Figure 6.11. Make it human readable. Mining on/off
Move the legend outside the box to (vertical lines and boxes are explained. Slightly more complex but needed for clarity):
Mention experiment time in 6.5 Clarify the experiment in 6.6
Done
@synctext, I updated the polished version (appendix included) in my repository : https://github.com/ardhipoetra/msc-thesis-creditmining/blob/master/thesis.pdf
Probably the final version before last cleanup.
OK Thesis work by @ardhipoetra now finished. New student @EinNarr assigned to this project.
Focus for thesis (draft) : Blockchain-based credits for video streaming using embedded devices. Using Kodi-to-Kodi networking, without any servers and TrustChain work. Create a Youtube-like experience without servers and using private tracker oversupply effect.

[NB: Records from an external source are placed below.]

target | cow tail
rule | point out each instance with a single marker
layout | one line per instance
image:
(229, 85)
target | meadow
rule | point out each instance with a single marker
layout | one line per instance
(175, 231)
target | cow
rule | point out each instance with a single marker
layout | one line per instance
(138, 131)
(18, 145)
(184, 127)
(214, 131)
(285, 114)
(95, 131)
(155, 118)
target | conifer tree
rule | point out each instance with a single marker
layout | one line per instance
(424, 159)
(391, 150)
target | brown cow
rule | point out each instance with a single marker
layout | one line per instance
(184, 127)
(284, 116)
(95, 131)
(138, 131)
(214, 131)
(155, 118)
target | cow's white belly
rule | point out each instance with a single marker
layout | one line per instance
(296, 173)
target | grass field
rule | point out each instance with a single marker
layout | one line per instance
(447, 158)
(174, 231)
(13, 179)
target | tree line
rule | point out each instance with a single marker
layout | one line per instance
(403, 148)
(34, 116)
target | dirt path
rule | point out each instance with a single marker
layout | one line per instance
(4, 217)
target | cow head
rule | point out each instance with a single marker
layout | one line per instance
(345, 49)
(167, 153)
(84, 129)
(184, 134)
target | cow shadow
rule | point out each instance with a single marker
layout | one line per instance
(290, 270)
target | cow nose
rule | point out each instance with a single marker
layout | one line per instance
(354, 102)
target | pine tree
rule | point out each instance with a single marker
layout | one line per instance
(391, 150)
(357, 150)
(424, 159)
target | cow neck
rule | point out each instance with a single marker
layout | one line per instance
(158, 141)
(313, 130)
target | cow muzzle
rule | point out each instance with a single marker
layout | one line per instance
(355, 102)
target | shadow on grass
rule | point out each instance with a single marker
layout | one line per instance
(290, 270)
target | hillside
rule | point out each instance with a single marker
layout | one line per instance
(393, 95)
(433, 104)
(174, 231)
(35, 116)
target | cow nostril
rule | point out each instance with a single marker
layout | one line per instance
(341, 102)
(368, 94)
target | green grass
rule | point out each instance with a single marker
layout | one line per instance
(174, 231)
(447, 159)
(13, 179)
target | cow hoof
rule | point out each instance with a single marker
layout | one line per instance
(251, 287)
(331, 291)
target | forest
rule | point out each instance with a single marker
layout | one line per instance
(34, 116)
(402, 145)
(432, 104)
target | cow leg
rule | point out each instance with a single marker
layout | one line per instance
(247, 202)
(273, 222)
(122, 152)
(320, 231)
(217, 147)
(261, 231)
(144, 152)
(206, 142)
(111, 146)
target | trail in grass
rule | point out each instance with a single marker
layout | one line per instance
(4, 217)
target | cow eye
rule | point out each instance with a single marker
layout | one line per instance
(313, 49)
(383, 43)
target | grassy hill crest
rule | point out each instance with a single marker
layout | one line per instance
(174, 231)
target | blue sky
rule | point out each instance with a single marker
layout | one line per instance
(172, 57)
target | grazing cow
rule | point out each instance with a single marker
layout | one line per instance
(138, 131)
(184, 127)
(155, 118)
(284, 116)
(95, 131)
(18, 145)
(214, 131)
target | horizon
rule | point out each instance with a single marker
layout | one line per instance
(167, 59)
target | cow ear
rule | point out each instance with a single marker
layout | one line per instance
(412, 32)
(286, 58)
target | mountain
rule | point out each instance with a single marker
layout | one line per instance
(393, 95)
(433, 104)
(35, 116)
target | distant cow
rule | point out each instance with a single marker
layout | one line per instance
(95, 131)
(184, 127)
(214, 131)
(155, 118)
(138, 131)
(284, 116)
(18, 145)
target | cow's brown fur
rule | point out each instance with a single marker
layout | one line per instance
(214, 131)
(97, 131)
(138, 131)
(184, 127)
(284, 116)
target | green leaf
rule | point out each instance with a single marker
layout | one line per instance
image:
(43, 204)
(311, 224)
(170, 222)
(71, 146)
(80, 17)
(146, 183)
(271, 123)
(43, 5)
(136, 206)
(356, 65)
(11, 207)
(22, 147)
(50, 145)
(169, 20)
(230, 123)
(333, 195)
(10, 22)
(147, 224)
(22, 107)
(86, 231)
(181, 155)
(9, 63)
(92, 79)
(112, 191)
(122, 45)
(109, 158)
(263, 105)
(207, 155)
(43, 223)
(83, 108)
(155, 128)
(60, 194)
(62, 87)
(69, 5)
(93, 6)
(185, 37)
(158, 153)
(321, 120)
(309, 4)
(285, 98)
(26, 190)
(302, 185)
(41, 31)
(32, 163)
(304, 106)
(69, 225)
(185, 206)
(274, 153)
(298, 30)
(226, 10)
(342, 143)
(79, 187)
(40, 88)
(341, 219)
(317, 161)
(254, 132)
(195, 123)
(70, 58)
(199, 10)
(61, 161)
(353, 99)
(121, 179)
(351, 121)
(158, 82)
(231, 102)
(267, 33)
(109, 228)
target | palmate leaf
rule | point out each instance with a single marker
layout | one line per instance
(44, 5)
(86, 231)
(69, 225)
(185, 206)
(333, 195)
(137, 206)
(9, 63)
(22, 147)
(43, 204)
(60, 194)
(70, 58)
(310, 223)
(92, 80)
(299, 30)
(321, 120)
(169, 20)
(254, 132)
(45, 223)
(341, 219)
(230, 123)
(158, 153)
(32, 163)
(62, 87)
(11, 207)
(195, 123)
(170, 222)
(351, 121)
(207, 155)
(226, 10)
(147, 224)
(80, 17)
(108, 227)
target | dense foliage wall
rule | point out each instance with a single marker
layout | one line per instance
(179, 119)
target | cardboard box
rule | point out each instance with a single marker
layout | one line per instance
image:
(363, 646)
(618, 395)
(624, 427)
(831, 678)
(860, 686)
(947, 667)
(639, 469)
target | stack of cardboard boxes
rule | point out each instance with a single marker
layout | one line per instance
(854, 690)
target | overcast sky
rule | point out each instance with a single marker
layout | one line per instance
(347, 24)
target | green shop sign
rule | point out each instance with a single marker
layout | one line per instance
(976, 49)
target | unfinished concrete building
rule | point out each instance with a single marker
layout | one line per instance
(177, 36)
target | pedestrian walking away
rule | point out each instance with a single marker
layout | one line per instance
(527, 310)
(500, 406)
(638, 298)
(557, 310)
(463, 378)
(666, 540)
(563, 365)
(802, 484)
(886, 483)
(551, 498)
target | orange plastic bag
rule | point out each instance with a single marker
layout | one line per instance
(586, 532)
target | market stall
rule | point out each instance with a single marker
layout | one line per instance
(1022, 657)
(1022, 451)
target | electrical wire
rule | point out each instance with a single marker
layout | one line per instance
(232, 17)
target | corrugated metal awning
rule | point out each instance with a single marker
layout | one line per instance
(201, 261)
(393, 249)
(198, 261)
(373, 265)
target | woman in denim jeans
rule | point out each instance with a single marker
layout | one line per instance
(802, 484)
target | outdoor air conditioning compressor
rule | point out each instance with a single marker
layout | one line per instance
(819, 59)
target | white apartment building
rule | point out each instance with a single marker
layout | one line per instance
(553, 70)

First task, create unit tests for all components of existing credit mining code. Obtain decent code coverage and learn the code+architecture inside out. Step for next months to improve the naive algorithms... Note that relaying is more expensive than seeding. How to balance relaying with seeding? "optimal resource usage scheduling"
current status:
Please do not start over from scratch with credit mining. This thesis builds upon: Kodi code, Ardi code, community-size code.
Alternative storyline beyond credit mining: https://repository.tudelft.nl/islandora/object/uuid%3Aa1b443c7-8b37-4263-ae96-d38bc8b8f397 "Decentralized Autonomous Entity", [ref]
An example of how to create Tribler sessions in the tests: https://github.com/Tribler/tribler/blob/devel/Tribler/Test/Community/Market/Integration/test_market_base.py#L168
Another example of multiple Tribler session communicating with each other (with libtorrent enabled): https://github.com/Tribler/tribler/blob/devel/Tribler/Test/Community/Tunnel/FullSession/test_tunnel_base.py
Please focus on Nosetest credit mining work. As simple as possible: create 1 random swarm, seed, create channel with that single swarm, start credit mining, now 2 seeders, happy!
Thesis storyline; run within Android Kodi; embedded credit mining.
Thesis outline options:
@devos50 Hi, could you please kindly give me some peer view on the unit test I wrote? https://github.com/EinNarr/tribler/blob/creditmining_slimming/Tribler/Test/Core/CreditMining/test_boostingmanager.py
Next steps are finishing unit tests and rebase. Then conduct the key thesis experiment described above and generate experimental results
chapter content.
Mildly optimistic progress. The 1 seeder 1 swarm experiment could be operational in 1 week. Then the 10-ish swarm version. Finally the cheapo-device test and thesis graph plotting. Plus open Kodi binding issues.
Worked enabling one laptop with multiple instances, multiple state-directories. Fastest route to 1 seeder 1 swarm experiment? Use multiple Bittorrent client instances, not multiple Triblers. Either fix multiple instances or put channel inside database (or create own channel), start mining.
Include technical depth in credit mining thesis! Related thesis work $256 million bubble, Filecoin research roadmap 2017 also #3097 and Ycombinator comments Test with 10 new servers?
Get a working performance analysis environment. Goal: ability to make pretty graphs locally with both credit mining and multichain (two different branches). Task: make an Ubuntu channel or other large validated legal collection, with actual "from the wild" downloads. This environment will be expanded over coming months.
part of #23. ToDo: read "tragedy of the commons" paper, 1968 problem.
Strategy: Till end of Feb focus on credit mining, then include relaying bandwidth to avoid too much complexity at the start. Next sprint: co-investor detection?